Old mother? Um...when he died Mavis was only 58 years old, still working full-time and a member of several clubs, hardly a shut-in.

"Speaking of friends, did he have anyone special?" I asked.  "Any best friends?"

"Nobody comes to mind. But just a minute -- I'll get his memorial book."

At the funeral, Cousin Buster's friends were asked to write their memories of him in a book:

"
"Interests: arrowheads, cruising, nudists, the good stuff, making jewelry, having friends."

"I'll miss you lots.  I'll miss your smile and our long talks."

"Hey, buddy, I still carry your rock with me every day."

"To the biggest pumpkin in the patch."  Huh?

"You were my best friend in all the world!"  (Two of these).

Some of the comments were suggestive.  I tried to track down the people in the memorial books, but was successful only with the "rock in my pocket" guy, Jack, now a 62-year old grandfather living in Indianapolis.

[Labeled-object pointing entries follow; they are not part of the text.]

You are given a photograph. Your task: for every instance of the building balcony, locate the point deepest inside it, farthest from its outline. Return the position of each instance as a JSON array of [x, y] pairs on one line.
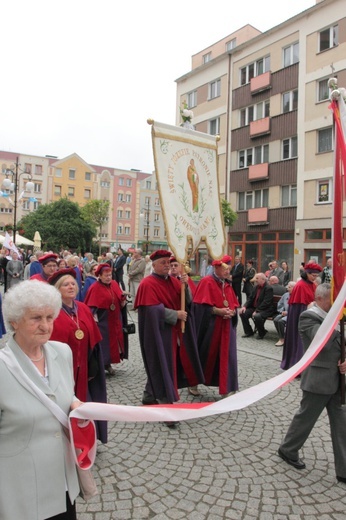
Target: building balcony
[[258, 172], [260, 127], [260, 83], [257, 216]]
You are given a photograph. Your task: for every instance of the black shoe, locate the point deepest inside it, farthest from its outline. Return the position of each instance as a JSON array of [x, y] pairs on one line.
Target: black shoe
[[262, 336], [298, 464]]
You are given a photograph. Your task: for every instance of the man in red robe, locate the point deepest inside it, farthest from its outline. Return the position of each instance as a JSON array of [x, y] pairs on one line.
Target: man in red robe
[[170, 357], [215, 310], [49, 263]]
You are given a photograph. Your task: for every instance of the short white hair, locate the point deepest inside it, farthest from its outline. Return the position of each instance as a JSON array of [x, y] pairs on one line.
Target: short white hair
[[29, 295]]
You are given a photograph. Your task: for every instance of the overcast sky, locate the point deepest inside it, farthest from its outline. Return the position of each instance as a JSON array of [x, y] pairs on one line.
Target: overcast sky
[[84, 76]]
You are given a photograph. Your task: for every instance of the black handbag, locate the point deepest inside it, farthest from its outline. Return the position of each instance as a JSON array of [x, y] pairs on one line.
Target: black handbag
[[130, 328]]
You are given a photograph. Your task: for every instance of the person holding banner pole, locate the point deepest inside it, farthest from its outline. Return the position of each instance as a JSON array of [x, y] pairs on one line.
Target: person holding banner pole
[[215, 311], [320, 383], [170, 358]]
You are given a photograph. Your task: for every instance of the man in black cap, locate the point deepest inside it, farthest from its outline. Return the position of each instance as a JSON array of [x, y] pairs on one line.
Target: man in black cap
[[170, 358]]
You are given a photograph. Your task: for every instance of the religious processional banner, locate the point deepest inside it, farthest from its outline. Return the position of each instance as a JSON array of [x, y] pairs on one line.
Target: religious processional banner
[[186, 165]]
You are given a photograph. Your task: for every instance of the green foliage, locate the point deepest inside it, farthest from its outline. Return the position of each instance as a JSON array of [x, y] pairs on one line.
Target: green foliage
[[61, 225], [229, 216]]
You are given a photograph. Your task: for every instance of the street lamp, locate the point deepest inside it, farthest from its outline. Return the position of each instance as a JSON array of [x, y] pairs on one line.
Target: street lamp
[[13, 185]]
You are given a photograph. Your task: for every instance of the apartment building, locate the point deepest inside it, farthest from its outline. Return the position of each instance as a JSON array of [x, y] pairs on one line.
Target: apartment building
[[276, 153]]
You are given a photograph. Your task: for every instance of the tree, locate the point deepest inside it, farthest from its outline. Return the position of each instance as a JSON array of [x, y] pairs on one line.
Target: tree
[[96, 213], [229, 216], [61, 225]]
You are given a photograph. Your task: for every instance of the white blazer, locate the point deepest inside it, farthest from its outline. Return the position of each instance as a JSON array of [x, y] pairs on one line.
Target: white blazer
[[36, 463]]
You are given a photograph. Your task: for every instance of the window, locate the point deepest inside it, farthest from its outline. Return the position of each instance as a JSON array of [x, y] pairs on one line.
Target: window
[[214, 89], [325, 140], [329, 38], [231, 44], [256, 155], [289, 148], [289, 195], [214, 126], [289, 101], [253, 199], [254, 69], [291, 54], [192, 99], [324, 191], [206, 57], [323, 90]]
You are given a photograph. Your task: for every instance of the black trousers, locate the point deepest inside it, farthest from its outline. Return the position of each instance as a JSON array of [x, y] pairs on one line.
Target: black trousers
[[69, 514]]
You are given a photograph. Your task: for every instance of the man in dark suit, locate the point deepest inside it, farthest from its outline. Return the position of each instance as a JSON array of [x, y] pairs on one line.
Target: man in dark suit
[[118, 269], [320, 383], [237, 273], [258, 307]]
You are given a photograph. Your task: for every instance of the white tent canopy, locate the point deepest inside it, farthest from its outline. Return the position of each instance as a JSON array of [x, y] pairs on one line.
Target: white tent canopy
[[20, 241]]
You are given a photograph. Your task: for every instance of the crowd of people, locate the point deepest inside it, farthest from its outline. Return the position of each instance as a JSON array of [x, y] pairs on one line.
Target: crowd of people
[[67, 316]]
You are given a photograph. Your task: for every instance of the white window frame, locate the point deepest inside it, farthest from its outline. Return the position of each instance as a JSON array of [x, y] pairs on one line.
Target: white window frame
[[290, 54], [291, 101], [289, 193], [292, 143], [214, 123], [214, 89], [192, 99], [324, 140], [333, 38], [324, 191]]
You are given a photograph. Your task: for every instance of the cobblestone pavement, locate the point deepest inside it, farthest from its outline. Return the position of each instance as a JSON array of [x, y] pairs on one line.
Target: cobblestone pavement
[[221, 467]]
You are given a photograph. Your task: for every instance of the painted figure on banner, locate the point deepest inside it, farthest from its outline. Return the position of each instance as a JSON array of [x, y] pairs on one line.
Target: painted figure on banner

"Great guy!  I still think about him all the time."

"And his rock?"

"I still carry it with me, like a good luck charm." It was a smooth lavender agate.

Lavender?  The gay pride color?

"Another guy in the memorial book said that he was into nudity, cruising, and the Good Stuff."

Jack laughed.  "Well, I never saw him naked, and I don't know what the Good Stuff meant, but he was definitely into cruising."

"Really?"  Looking for hot guys?

"Did you see his 1972 Plymouth convertible?  Man, that was a gas."

I was tired of beating around the bush.  "Did he have anyone special in his life.  A girlfriend, or a boyfriend?"

He shrugged.  "Everybody was special to Buster.  He always acted like you were the most important person in the world.  And I guess, at that moment, you were."

I left not knowing if Cousin Buster was bi or gay, or asexual, or heterosexual.  He surrounded himself with people, male and female, young and old, and loved them all.

Who cares if he was in love with any of them?

PS: When I was in Indiana in August 2021, my Mom confirmed that Cousin Buster was gay (I think she meant bisexual).  She only just found out: her sister told her during a conversation about her transgender granddaughter.  Funny that they would keep that a secret for so many years.